RE:RE:RE:How Many Are Assuming There's Going To Be A Takeout?You can't look at financial ratios without looking at the profitability ratios for a positive cash flow generating business. For example, your current ratio is easily fixed as they have stopped M&A activity and have stopped share buybacks.. therefore, they will earn operating cash flow which goes to the current assets on their balance sheet and improves that ratio.
Instead of a D/E where the Equity portion of that relies on the valuation of the Goodwill/Intangibles, you should be looking at Debt-to-EBITDA ratio which is the one that management uses and the banks use for their covenant calculations. Their debt ratio ran a little hot in the last quarter.. but again, all they have to do is stop burning cash with M&A and they can pay it down pretty quickly.

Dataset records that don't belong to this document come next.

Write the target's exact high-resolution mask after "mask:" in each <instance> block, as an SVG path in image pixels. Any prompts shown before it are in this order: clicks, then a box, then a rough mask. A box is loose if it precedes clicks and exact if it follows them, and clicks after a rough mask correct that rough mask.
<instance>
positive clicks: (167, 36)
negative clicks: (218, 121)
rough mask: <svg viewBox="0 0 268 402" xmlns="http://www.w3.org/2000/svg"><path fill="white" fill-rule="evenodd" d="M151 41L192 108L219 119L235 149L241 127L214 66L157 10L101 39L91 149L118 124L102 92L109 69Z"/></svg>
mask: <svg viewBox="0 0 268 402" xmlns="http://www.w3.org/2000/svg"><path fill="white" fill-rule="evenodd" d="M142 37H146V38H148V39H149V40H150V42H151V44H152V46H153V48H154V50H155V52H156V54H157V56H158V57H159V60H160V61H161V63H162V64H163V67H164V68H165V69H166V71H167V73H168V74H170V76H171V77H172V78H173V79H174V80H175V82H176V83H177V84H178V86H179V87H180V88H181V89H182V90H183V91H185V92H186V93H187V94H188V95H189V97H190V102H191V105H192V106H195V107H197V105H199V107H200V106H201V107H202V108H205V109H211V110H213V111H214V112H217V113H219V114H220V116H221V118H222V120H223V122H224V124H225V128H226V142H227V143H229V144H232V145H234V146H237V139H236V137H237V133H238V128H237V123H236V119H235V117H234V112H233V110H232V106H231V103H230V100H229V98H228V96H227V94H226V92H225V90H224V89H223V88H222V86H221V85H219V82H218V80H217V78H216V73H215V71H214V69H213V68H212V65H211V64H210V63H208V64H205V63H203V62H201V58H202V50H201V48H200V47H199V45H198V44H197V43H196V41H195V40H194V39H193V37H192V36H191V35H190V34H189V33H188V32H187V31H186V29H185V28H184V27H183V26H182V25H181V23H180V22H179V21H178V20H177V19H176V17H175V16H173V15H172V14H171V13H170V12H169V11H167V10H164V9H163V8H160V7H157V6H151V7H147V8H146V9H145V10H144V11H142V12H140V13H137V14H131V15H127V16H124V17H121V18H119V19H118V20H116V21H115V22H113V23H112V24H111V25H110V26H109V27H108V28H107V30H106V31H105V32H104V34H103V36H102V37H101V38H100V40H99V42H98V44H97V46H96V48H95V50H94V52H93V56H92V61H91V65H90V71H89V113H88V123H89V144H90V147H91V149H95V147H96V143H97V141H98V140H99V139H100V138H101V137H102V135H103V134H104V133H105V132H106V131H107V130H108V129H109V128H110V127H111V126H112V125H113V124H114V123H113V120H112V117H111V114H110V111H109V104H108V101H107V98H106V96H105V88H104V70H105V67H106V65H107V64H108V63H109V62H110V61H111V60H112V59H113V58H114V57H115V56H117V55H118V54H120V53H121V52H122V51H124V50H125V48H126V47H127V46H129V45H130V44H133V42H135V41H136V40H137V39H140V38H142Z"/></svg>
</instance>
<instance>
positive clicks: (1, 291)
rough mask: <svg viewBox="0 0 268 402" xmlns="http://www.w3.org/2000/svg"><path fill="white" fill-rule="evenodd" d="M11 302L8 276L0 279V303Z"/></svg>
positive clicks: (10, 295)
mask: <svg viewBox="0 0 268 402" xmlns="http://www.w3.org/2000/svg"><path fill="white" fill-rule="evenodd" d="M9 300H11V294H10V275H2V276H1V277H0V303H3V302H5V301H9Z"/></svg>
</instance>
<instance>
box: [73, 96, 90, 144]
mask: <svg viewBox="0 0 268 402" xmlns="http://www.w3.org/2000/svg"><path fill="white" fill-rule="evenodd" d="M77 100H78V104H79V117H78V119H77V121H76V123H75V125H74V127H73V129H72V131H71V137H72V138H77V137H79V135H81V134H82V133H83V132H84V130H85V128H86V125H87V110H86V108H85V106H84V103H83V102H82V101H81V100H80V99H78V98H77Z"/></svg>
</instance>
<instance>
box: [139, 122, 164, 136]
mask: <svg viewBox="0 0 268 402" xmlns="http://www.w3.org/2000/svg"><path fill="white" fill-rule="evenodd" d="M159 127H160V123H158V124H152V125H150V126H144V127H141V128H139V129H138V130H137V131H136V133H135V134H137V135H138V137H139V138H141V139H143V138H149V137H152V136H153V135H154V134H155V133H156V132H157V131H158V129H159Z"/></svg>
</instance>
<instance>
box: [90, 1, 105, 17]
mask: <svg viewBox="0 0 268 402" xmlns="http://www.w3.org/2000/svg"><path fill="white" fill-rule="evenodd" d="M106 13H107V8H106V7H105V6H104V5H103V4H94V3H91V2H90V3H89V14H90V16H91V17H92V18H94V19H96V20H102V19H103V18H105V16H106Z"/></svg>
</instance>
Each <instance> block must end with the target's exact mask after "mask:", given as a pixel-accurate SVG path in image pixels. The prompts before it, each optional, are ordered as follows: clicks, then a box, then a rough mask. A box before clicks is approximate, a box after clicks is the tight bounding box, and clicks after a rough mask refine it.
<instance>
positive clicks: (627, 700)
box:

Agreed on the Goodwill and the fact that it can skew the assets. That's why I wouldn't look at valuation metrics like a Price/Book here as your Book value can change very quickly. Keep in mind though that the majority of Intangibles are also purchase related - these are the values of the non-compete agreements, customer lists, etc.. that arise when you do purchase price accounting.
For CTS, the best financial statement to look at is probably the cash flow statement as it takes out all the noise with purchase price accounting. At the end of the day, they have positive EBITDA and postive cash flow so there is an absolute floor to the valuation of the company.